What color is the sun?

AKA…Rayleigh scattering and Mie scattering.

Oops! I didn’t mean to switch from San Francisco to Chicago. Not that it matters, the sun setting in London makes the sky blue at noon in San Francisco and at 2 pm in Chicago.

They are, the trouble is that your brain overexaggerates the pinkness of the sun and underexaggerates the pinkness of a peice of paper. Once again try taking a picture of the sun and a peice of paper. Then zoom in using photo shop and actually analyse the colours. The differences will be minor.

I suspect that at least part of the problem is that you are looking at the sky/clouds around the sun and using that as your reference for the colour of the light sources, wheras the actual sun itslef is far less pink than that.

Nope. Red stars still produce light in all wavelengths, the only difference is that they produce less light in the higher wavelengths. As a result a green object will appear grey or a dull grey-green, while blue and yellow objects will appear blue and yellow, just slightly dull. You can see this without going to another planet, just strap a piece of red cellophane over your eyes and you will get exactly the same effect.
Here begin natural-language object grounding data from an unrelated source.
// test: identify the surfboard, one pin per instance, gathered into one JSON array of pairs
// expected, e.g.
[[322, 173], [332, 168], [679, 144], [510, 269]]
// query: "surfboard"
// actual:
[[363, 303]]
Cellophane also filters out most of the non-red light, in fact it produces a more pure red spectrum than you woudl get under a red star.

From the sun itself. The percieved colour is the result of averge temperatures. That doesn’t mean that none of the electrons in the star are ever excited enough to produce violet or even x-ray light, it just means that it’s less common than in a white star. Individual electrons on Earth are sufficently excited to produce x-ray and violet light and this isn’t a star at all. IOW even something as cold as a planet emits across the entire EM spectrum.
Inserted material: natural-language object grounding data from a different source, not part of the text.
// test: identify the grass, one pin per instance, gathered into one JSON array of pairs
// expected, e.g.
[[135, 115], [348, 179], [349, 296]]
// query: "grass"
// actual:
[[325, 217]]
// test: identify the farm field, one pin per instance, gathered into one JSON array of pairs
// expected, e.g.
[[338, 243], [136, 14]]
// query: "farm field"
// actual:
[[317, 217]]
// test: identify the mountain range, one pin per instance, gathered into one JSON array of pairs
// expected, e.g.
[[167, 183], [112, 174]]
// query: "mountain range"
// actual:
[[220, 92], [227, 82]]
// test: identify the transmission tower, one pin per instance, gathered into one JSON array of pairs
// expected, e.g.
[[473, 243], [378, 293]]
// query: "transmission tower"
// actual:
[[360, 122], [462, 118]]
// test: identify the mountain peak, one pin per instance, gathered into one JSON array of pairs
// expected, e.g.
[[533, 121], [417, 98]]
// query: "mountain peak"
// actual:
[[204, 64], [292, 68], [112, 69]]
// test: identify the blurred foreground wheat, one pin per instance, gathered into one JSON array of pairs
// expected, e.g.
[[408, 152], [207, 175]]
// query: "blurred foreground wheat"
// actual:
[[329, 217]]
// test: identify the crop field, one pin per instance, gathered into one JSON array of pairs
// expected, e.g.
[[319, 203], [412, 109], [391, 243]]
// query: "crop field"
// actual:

So the blue light wave comes in over London at an oblique angle. It then hits something, and is bounced all the way to chicago, where it proceeds to color the sky? And only short wavelengths do this?

Yep, I’ve tried the cellophane bit, and that’s part of where my whole question is coming from.

I suspect that when you wrote “exactly the same effect”, what you really meant was “a similar effect”, because the red star produces all wavelengths, and the cellophane is a more pure red.

I had not realized that the stars produce such a wide variety of wavelengths, despite their apparent color. I must give a great big thanks to Strinka for posting that link to the illusions. I had seen it before, but had forgotten how powerful those illusions are. I am blown away by how easily my color perception was decieved.

According to scotandrsn’s post, yes. The “something” it bounces off of is the atmosphere. Yeticus Rex’s links have the technical details.

Except that the blue ray doesn’t get all the way to London before it bounces. It bounces somewhere way west, before it gets anywhere near London, and give the blue to the sky in that way west location.

That’s true, but it also causes the blue in the sky in other parts of the world than the area west of London where it scatters, right? Otherwise, the sky would not be blue at noon, since the light coming from directly overhead isn’t being scattered.

The blue is actually scattered at all angles, but, as mentioned before, at angles closer to perpendicularity with the earth’s surface, there’s less atmosphere to pass through than at angles closer to the tangential, so a goodly amount of the scattered light comes from the light initially headed in those directions.

At more extreme angles, according to some info in the links, longer wavelengths such as green are scattered out as well, leaving the setting sun redder.

The fact that the blue light is scattered out leaves light in the green-to-red end of the spectrum at high angles though, making the sun look perhaps a bit yellower than it is intrinsically, but it is in fact a yellow-white star.